[1997] in bugtraq
Re: Exploit for Linux wu.ftpd hole
daemon@ATHENA.MIT.EDU (Marc W. Mengel)
Fri Jul 7 20:24:20 1995
Date: Thu, 6 Jul 1995 09:12:33 -0600
Reply-To: Bugtraq List <BUGTRAQ@CRIMELAB.COM>
From: "Marc W. Mengel" <mengel@dcdmwm.fnal.gov>
X-To: Bugtraq List <BUGTRAQ@CRIMELAB.COM>
To: Multiple recipients of list BUGTRAQ <BUGTRAQ@CRIMELAB.COM>
In-Reply-To: (Your message of Wed, 05 Jul 95 18:06:10 D.)
<Pine.LNX.3.91.950705175939.1572B-100000@phoenix.org>
In <Pine.LNX.3.91.950705175939.1572B-100000@phoenix.org> you write:
>There also apepars to be a bug in syslog. If you do something like:
>
>grep -v "ROOT" messages > mmm; mv mmm messages
>
>Logging is disabled, I suspect this problem is that the file pointer
>maintained by syslog is getting ahead of the physical EOF, and thus
>writes will fail, but this is just a guess, and I havent looked at the
>source to linux's syslog.
Actually, that sounds like Broken As Designed -- syslogd continues
writing on the (unlinked) old messages file until someone sends
him a SIGHUP and he rereads the config file and reopens the output
files. This is really a filesystem issue and not a syslogd issue,
you can remove the last directory link to any open file, and the
program(s) that have it open don't notice, and the file doesn't
go away 'till it's closed.
Of course, the fun thing is that output file continues to fill up
the filesystem with syslog messages that no-one can see...
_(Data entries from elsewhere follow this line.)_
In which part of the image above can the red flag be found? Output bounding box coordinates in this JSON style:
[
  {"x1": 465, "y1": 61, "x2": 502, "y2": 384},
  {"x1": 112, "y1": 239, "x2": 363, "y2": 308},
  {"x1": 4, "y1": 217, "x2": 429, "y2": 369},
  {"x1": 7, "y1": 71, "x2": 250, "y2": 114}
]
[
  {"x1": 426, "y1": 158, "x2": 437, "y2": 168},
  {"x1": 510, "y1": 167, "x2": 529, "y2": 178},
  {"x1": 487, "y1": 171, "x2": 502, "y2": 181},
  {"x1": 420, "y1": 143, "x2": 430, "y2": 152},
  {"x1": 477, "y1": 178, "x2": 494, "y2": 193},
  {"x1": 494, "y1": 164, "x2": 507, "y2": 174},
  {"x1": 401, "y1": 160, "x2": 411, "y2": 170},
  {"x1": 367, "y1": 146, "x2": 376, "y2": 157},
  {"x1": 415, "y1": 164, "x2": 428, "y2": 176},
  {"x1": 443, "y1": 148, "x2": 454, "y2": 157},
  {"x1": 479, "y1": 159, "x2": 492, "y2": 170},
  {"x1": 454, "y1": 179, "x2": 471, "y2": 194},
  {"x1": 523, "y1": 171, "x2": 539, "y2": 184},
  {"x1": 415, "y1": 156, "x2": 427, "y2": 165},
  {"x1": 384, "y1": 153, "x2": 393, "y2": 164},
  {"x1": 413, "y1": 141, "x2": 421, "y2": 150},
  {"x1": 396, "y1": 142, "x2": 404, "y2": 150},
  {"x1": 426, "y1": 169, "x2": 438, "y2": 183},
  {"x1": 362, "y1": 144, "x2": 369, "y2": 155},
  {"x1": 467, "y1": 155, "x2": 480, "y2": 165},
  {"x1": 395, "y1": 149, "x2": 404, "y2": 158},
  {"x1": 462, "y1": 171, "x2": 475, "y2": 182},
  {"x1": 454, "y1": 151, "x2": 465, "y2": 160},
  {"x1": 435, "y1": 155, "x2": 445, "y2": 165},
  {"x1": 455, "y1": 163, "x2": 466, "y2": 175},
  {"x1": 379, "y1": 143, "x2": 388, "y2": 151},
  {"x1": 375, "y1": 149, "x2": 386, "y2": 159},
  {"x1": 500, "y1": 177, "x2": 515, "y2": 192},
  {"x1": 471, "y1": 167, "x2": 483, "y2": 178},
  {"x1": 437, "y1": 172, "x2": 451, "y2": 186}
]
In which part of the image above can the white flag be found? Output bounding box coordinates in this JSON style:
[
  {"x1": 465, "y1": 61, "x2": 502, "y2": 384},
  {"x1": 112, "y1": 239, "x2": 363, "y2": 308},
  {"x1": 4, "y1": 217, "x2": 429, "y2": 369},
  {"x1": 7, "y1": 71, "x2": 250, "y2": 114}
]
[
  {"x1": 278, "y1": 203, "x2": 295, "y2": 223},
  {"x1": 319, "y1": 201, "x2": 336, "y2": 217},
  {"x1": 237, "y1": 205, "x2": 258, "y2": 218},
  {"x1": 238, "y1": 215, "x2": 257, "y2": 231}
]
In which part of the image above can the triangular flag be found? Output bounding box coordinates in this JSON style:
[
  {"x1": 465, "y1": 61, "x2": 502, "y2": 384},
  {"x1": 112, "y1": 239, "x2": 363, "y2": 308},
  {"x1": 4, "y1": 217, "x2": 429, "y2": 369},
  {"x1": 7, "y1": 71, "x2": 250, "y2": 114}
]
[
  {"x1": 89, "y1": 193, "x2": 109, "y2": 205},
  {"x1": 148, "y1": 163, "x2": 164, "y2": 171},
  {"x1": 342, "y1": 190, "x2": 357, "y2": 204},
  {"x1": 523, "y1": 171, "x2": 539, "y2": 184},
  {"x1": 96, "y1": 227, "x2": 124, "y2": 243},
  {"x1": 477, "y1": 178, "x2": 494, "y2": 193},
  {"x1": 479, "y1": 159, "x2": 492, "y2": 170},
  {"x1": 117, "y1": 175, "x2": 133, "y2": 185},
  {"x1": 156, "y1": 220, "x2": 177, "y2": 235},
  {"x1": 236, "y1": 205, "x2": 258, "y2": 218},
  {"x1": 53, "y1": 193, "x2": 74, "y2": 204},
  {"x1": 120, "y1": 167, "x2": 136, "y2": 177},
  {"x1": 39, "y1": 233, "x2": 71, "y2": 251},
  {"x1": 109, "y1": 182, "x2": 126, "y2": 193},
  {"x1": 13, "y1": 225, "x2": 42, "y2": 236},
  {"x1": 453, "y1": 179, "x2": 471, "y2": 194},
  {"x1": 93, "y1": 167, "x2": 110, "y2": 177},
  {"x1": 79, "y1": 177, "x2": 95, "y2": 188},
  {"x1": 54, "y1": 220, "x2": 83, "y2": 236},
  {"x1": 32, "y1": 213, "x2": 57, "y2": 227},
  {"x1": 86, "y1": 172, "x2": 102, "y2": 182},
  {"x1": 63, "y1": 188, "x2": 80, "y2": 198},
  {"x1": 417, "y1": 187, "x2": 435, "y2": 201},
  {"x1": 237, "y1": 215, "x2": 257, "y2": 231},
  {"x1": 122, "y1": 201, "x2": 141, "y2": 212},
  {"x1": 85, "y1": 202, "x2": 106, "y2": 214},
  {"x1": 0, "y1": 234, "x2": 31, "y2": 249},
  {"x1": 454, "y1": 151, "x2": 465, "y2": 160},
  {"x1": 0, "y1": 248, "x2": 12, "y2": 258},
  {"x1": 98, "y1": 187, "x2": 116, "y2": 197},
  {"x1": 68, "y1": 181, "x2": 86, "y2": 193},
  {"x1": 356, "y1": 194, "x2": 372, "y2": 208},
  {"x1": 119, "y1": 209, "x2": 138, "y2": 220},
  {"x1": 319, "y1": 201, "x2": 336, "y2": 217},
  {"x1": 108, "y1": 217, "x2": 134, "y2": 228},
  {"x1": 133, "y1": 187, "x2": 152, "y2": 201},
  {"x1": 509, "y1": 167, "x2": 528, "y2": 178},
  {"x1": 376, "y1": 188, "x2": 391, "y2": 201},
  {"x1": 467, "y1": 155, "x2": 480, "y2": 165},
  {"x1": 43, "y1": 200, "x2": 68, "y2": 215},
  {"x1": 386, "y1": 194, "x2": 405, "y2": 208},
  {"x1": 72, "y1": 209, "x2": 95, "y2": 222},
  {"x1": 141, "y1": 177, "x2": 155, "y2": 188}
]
Perhaps syslogd should fstat() the file descriptor , and stat() the
file name, and make sure they're the same inode, etc. periodically?
Nah, even if you did make it that smart, you could still just
overwrite the logfile, replacing the su/ROOT/login/ftp/whatever
messages with something innocuous of the same length, and let it
keep on logging...
Once someone gets in there's really nothing to prevent the person
from "fixing" all the logfiles to make it look like they weren't
there.
Of course, the paper DecWriter console won't reverse linefeed :-).